Primera Lectura: del libro del profeta Habacuc 1:
2-3; 2: 2-4
Salmo Responsorial, del salmo 94: Señor, que no
seamos sordos a tu voz
Segunda Lectura: de la segunda carta del apóstol
Pablo a Timoteo 1: 6-8, 13-14
Aclamación: La
Palabra de Dios permanece para siempre. Y ésa es la palabra que se les ha
anunciado.
Evangelio: Lucas 17: 5-10.
Es verdad, todo depende de la
voluntad de Dios, pero como Él es respetuoso de su creación, no nos violenta y,
aun cuando veamos que lo congruente sería “no resistirnos a esa
voluntad”, que quiere nuestro bien, podemos desviarnos, ignorarla y
no tener la disponibilidad de “recibir más de lo que merecemos y esperamos”;
este egoísmo y desperdicio nos hace regresar a lo que hemos estado considerando
los domingos pasados: “que tu misericordia nos perdone y nos otorgue lo que
no sabemos pedir y que Tú sabes que necesitamos”.
No es algo nuevo en nuestra relación
de creaturas e hijos, con nuestro Padre Dios; es la constante lucha para que
nos reubiquemos, de ser posible, en cada instante de la vida, nos desnudemos de
las intenciones desorientadas y sintamos el gozo de ser comprendidos y, sobre
todo, amados; que captemos en verdad “aceptar ser aceptados”.
Habacuc, junto con todo el pueblo,
sufre la invasión de los babilonios, puede situarse hacia el siglo VI a.C.
Violencia y destrucción que provocan la queja del profeta, queja que aqueja a
todo ser humano: “¿Hasta cuándo, Señor?”, grito que se eleva esperando
inmediata respuesta que remedie los males, la opresión y el desorden; pero que
no expresa un compromiso personal de acción para resolver los conflictos. No
hay duda de que Dios es Dios y que dirige nuestras acciones, “si lo dejamos”;
no hay duda de que la respuesta final será su firma; pero, ¿cuándo será?, en la
hora veinticinco, ahí constataremos la promesa del mismo Cristo: “Confíen,
Yo he vencido al mundo”, (Jn. 16: 30) ¡Cómo nos cuesta “dejar a Dios
ser Dios”!; ¡cuán lejos estamos de convertir en vida el último versículo: “el
justo vivirá por su fe”.
Nos añadimos a la súplica de los
discípulos: “Auméntanos la fe”, y con ellos nos quedamos pensativos ante
la respuesta de Jesús: “Si tuvieran fe como un granito de mostaza…”,
esa actitud que describe la Carta a los Hebreos: “Es la fe garantía de lo
que se espera, la prueba de realidades que no se ven”. (11: 1)
¿Dónde nos encontramos en esa
relación con Dios?, ¿es para nosotros un factor significativo,
que sólo tomamos en cuenta cuando nos acechan las penas, las desgracias, la
tentación y, pasada la tormenta, volvemos a guardarlo en el desván? ¿Es el
Señor, un factor dominante, - que rige y dirige la conciencia -,
presente antes de tomar cualquier decisión?

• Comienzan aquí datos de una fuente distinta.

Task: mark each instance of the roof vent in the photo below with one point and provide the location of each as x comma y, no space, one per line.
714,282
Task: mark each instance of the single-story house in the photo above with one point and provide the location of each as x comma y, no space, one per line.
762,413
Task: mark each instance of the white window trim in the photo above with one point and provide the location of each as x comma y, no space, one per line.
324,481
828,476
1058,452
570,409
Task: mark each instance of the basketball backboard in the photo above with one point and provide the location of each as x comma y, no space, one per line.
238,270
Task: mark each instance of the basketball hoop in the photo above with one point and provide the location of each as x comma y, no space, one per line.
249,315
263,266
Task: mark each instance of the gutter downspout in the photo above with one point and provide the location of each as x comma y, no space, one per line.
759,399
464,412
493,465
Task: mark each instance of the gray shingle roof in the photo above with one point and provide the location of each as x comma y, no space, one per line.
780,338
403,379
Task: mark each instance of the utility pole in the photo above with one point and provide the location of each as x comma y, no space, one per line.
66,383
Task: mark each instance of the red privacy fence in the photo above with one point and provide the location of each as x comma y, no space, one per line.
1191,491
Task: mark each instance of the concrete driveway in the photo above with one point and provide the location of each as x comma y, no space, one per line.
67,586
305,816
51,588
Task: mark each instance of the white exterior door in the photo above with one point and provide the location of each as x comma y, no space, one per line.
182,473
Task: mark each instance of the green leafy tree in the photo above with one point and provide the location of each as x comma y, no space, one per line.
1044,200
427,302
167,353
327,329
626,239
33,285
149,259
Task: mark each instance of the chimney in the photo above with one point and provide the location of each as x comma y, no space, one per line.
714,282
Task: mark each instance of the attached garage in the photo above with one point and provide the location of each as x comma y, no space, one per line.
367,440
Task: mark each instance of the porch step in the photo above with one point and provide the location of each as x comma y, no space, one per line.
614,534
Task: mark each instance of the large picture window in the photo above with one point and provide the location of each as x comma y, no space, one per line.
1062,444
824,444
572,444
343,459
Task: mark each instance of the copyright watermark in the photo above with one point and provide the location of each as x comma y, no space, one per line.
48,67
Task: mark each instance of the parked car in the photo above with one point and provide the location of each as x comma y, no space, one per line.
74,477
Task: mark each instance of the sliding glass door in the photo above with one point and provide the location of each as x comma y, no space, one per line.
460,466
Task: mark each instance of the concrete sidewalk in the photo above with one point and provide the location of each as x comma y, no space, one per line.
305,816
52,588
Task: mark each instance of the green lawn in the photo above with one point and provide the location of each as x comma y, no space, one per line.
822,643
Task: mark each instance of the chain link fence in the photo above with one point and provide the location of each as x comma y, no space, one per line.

O, lo que Él desea: ¿es factor
único, a ejemplo de los que viven colgados de su Voluntad; “de los que
beben del agua que Él da, y se convierte en fuente que brota para la vida
eterna”?, como anuncia a la samaritana. (Jn. 4: 14). ¿Qué
respondemos?
Recordando a Santo Tomás de Aquino:
“la fe crece ejercitándola”; de manera cotidiana se nos presentan oportunidades
para hacerlo, para poner al descubierto nuestras intenciones, nuestro proyecto
de vida, la urgencia, como dice Pablo a Timoteo, “de reavivar el don que
recibimos, de amor, de fortaleza y moderación, precisamente para “dar
testimonio de nuestro Señor”, nunca nosotros solos, sino “con la ayuda
del Espíritu Santo que habita en nosotros”, la sociedad anhela encontrar en
nosotros a esos cristianos dispuestos a “dar razón de nuestra esperanza”,
(1ª. Pedro 3: 15); cristianos que no consideramos nuestro contacto con Dios
como un contrato, pues ¿quién podría exigir una paga “por ser amado”?, sino
que, pendientes de su voluntad, la del Amo Bondadoso, podamos decirle: “siervos
inútiles somos, lo que estaba mandado hacer, eso hicimos”, añadimos: ¿qué sigue, Señor?